A valuation of 20-30x sales though, prices in everything good
that could possibly ever happen to a company -- whether it happens
or not. For Facebook, it means that mobile app users, growing at
50% annually (read: faster than overall Facebook user growth),
won't cannibalize ad revenue for it anymore, as Facebook admits it
is a risk in their public filings. (Ads can't presently be shown on
smart phone Facebook apps. Thus that app use generates no income
for Facebook. Facebook does not control that. Mobile users are more
than half the size of total Facebook users.)
It also prices in no weariness; no boredom with the "new toy".
No risk that the kids won't think it cool one day anymore (
a la
MySpace). No annoyance for the huge uptick in ad presence on your
timeline. On your banner. On your photos. On your news feed. Its
valuation relies weightily -- if not solely at this juncture -- on
the fact that there is no other place for nearly one billion users
to otherwise go. For now.
After all, as subscriber growth now decelerates, increasing ad
volume (and/or ad fees) must compensate. This comes at the risk of
annoying either subscribers, advertisers, or both. And who knows if
others will follow GM's (
GM
) recent decision to leave advertising on Facebook because not
enough people clicked on their ads.
But it is a risk. And 20-30x sales valuations do not account for
that risk. Such a valuation also prices in the assumption of
successfully breaking into brand new markets, like the Chinese for
example. Or Klingon or Vulcan or Romulan for that matter.

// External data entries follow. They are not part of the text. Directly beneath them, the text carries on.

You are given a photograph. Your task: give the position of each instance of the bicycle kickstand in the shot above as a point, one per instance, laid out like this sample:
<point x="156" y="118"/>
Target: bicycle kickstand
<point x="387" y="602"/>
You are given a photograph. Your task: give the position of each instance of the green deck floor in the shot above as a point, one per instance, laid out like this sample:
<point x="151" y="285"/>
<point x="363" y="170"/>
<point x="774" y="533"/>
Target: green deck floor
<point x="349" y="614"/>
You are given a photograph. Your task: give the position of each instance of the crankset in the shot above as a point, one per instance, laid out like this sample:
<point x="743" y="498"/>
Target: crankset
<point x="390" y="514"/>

None of the aforementioned is impossible, or even improbable
(well, maybe the interstellar bits). But the world is a fragile
place still in the wake of the financial crisis. It is not a place
where the benefit of the doubt is typically given to publicly
traded companies. 20-30x sales gives all that and more to Mr.
Zuckerberg and his management team.
They have done a spectacular job in the past several years
fulfilling the American dream -- running a small, upstart private
company, with focus on finding new rounds of private capital
investment to fund, while it grows an unprofitable model into a
profitable one. That's what they have several years of proven
experience in.
But they are a public company now. As I write, they have exactly
one business day's experience in delivering, to the penny-plus-one,
quarterly results to a herd of frenetic public investors.
20-30x sales places consummate confidence in them that they'll
continue to deliver for many, many more years to come, with never a
misstep. And that they'll be naturals at their brand-new and yet to
be proven fiduciary duties toward maximizing value for all public
shareholders -- irrespective of the fact that the insiders still
hold 95.9% of the vote (Zuckerberg 55.8% himself).
But Facebook is different from most companies. It is a
revolutionary and transformative icon of society. And to that,
Facebook should command a higher than otherwise market
valuation.
So was America Online, by 1999. And it did as well. Right up
until it didn't.
Like I said (even facetiously), Facebook is no America Online.
But at 28x sales, before jumping in, is it not prudent to give
them, say three reported quarters, to show us they know how to
behave like a public company? Let the hype blow over?
Especially with Europe's now two-year slow motion train wreck
debt crisis, China's real estate and banking sectors teetering, our
own unresolved fiscal drama and while globally wallowing in a soft
economic depressive state?
I think you know the answer. Unfortunately though, even "smart"
people can be trampled by the crowd.
* Total enterprise value ("TEV"), as a multiple of these
measures. TEV is the equity market value, diluted and adjusted for
in-the-money granted stock options assumed exercised, plus debt,
less cash on the balance sheet. EBITDA is earnings before interest,
tax, depreciation and amortization expenses. Cash EBITDA is EBITDA,
adding back non-cash stock compensation expense. Cash flow is cash
EBITDA, less capital expenditure.
Disclosure:
I have no positions in any stocks mentioned, and no plans to
initiate any positions within the next 72 hours.